In 2007, after the introduction of a better assessment technique using camera traps (also developed by Karanth), the tiger population of India plummeted from 3,624 tigers, as the 2002 census claimed, to 1,411—less than half that number.
At least a good number of those disappearing tigers were imaginary. In the seven years since, poachers who trade in tiger parts have killed many hundreds of animals, and reliable estimates of these killings are hard to come by. This year, there have been five confirmed instances of poaching, with 41 under investigation, while last year saw 15 poaching cases, aside from 44 still “under scrutiny.”
But the software has improved these tallies over the past four years, according to Abishek Harihar, a Bangalore-based tiger conservationist. “When skins have been seized in Delhi passing through to, say, China, this software has helped ID where the individual was poached,” said Harihar. “It has more than halved the time taken for identifications.”
Spotting the right individual in the national camera trap database, which holds more than 1400 tiger individuals, could take weeks.

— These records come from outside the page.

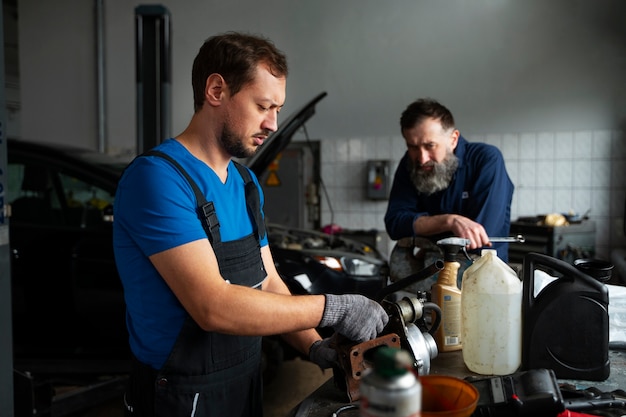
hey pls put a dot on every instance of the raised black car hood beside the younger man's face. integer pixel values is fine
(280, 139)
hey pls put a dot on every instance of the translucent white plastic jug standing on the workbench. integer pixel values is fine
(491, 316)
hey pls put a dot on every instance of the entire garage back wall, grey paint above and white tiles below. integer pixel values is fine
(543, 80)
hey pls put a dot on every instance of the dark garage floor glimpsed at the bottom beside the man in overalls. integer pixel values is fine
(296, 379)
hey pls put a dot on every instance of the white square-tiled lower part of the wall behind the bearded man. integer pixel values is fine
(553, 172)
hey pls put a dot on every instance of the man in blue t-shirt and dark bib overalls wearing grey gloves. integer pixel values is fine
(200, 292)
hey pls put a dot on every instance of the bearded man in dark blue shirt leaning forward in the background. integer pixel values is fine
(444, 186)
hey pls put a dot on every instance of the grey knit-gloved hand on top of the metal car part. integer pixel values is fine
(355, 316)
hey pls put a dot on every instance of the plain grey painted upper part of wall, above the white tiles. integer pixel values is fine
(502, 66)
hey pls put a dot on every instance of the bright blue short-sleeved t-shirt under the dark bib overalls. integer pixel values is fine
(155, 210)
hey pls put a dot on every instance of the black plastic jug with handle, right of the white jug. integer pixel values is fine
(566, 327)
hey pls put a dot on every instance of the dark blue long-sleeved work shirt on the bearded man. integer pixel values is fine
(480, 190)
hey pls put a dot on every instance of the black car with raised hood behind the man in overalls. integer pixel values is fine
(67, 300)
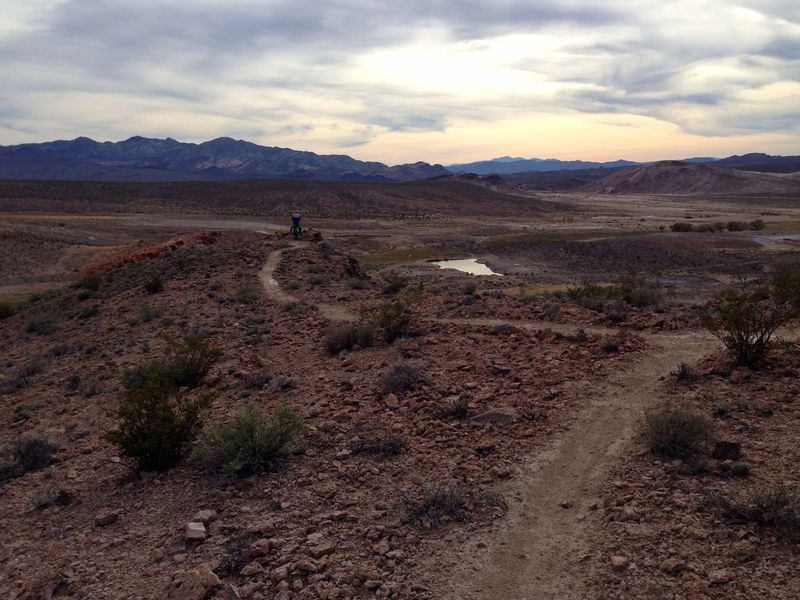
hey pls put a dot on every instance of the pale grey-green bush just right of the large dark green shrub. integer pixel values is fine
(251, 442)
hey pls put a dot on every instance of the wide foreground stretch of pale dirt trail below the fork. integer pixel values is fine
(537, 553)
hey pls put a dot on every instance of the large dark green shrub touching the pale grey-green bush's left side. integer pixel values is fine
(157, 426)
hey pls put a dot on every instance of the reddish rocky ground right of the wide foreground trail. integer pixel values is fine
(664, 533)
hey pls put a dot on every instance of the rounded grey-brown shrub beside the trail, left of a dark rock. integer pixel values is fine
(676, 433)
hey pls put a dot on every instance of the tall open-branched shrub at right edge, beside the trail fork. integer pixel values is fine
(745, 320)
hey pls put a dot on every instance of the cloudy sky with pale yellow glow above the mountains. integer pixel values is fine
(442, 81)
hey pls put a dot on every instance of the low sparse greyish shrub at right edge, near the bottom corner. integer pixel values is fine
(777, 507)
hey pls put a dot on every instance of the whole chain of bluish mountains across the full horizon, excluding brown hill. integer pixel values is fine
(149, 159)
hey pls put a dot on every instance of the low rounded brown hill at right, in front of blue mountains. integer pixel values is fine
(676, 177)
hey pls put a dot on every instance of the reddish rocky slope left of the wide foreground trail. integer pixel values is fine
(334, 521)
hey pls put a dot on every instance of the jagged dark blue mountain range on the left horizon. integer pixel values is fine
(148, 159)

Samba Kumar, a biologist who co-authored the Oryx study with Karanth, says that tallying an individual against the images in their 750 tiger-strong regional database without the software would take 10 to 15 days. “On the contrary, with the help of ExtractCompare software, each image will take less than 30 minutes to establish its identity,” he said.

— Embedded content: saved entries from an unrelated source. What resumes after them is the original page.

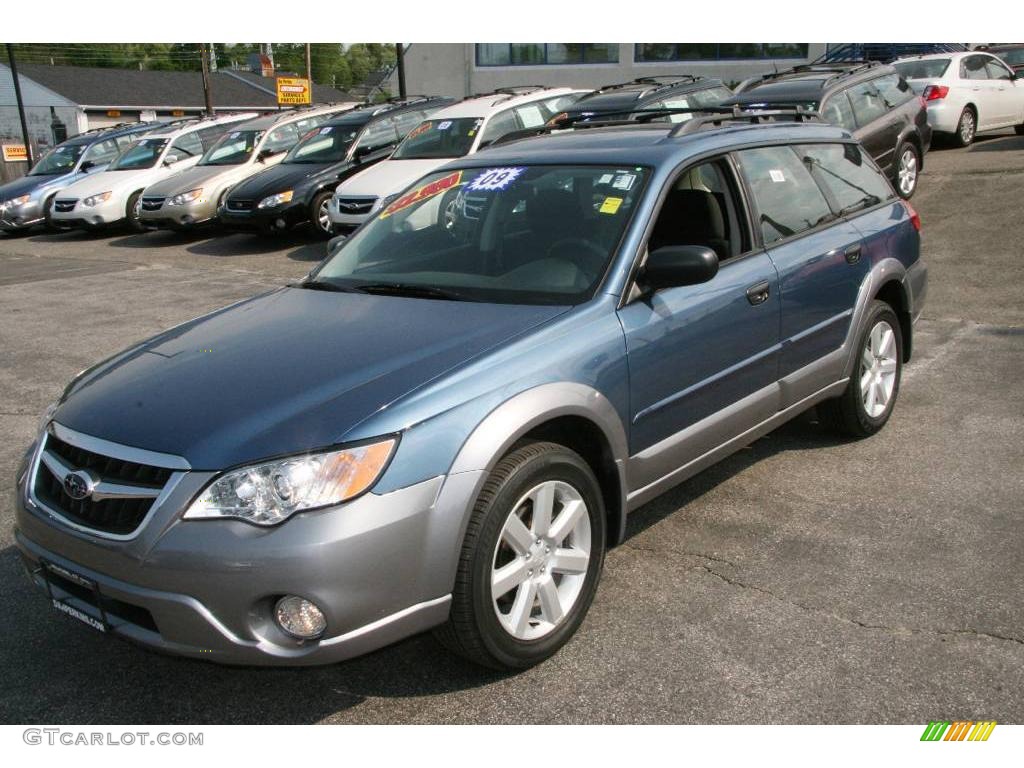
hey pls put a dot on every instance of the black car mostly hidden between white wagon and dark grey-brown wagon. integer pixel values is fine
(664, 93)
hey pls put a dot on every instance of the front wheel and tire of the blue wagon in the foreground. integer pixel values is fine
(531, 560)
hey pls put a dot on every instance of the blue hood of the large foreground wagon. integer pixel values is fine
(287, 372)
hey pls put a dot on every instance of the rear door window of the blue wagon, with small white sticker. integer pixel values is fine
(788, 199)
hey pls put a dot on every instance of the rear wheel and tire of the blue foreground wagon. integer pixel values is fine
(871, 395)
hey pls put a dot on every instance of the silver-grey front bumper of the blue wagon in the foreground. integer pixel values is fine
(207, 588)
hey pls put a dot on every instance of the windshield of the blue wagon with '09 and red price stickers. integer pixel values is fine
(535, 235)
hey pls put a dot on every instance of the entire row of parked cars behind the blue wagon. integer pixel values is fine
(335, 166)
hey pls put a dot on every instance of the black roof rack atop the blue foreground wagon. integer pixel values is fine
(709, 116)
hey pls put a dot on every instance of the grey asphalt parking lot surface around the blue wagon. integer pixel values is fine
(804, 580)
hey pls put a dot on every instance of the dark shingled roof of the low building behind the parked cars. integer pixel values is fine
(92, 87)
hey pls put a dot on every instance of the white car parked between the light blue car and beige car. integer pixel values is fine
(115, 196)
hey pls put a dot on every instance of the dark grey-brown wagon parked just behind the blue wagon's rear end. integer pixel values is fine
(870, 100)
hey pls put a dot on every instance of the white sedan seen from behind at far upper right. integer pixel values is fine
(966, 93)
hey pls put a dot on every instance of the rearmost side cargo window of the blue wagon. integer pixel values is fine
(845, 172)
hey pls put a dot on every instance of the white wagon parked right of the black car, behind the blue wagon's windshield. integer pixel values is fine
(453, 133)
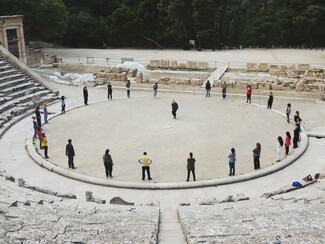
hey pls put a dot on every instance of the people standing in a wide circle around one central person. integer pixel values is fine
(144, 159)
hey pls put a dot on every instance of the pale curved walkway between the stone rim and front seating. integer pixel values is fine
(14, 159)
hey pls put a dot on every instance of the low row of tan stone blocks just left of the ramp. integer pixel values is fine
(177, 65)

It has also provided park managers with better information on which to base their decisions. “Not all tigers that enter into conflict with people are man-eaters or habitual cattle lifters,” said Bivash Pandav, a conservationist who studies the tigers of the grasslands and forests of the Eastern Himalayas.
He attributed a large part of the human-tiger conflict to an ill-starred combination of tigers’ social organization, which forces young males out of the forest to establish their own territory at the age of two or three, and the increasingly degraded patches of land that link up the core forests where tigers live.
“By clearly establishing the identity of the individual, which this software helps you do within 24 hours, you can quickly tell if it’s a stray instance or a habitual offender that should be removed from the area,” Pandav said. “It’s a powerful tool in managing conflict.”
Powerful tools don’t always lead to happy results.
Kumar asserted that tragic cases like Basappa’s were outliers, and that any uptick in human-tiger conflict in his fieldsite was due to high reproduction rates—the happy consequence of tigers finding themselves in a secluded, prey-rich environment. Most instances of conflict, he said, involved young male tigers dispersing out of these tiger-saturated spots in search of a new territory to call home; their searches taking them through hamlets where a stray cow gave them cause to tarry. If biologists had their way, all these blameless individuals—once identified by CompareExtract —would be relocated to a prey-rich patch of forest to proliferate in peace.
But forest officials, often acting in the face of public ire, hastily catch such tigers and consign them to zoos. “Ultimately,” said Kumar, “the decision is theirs.”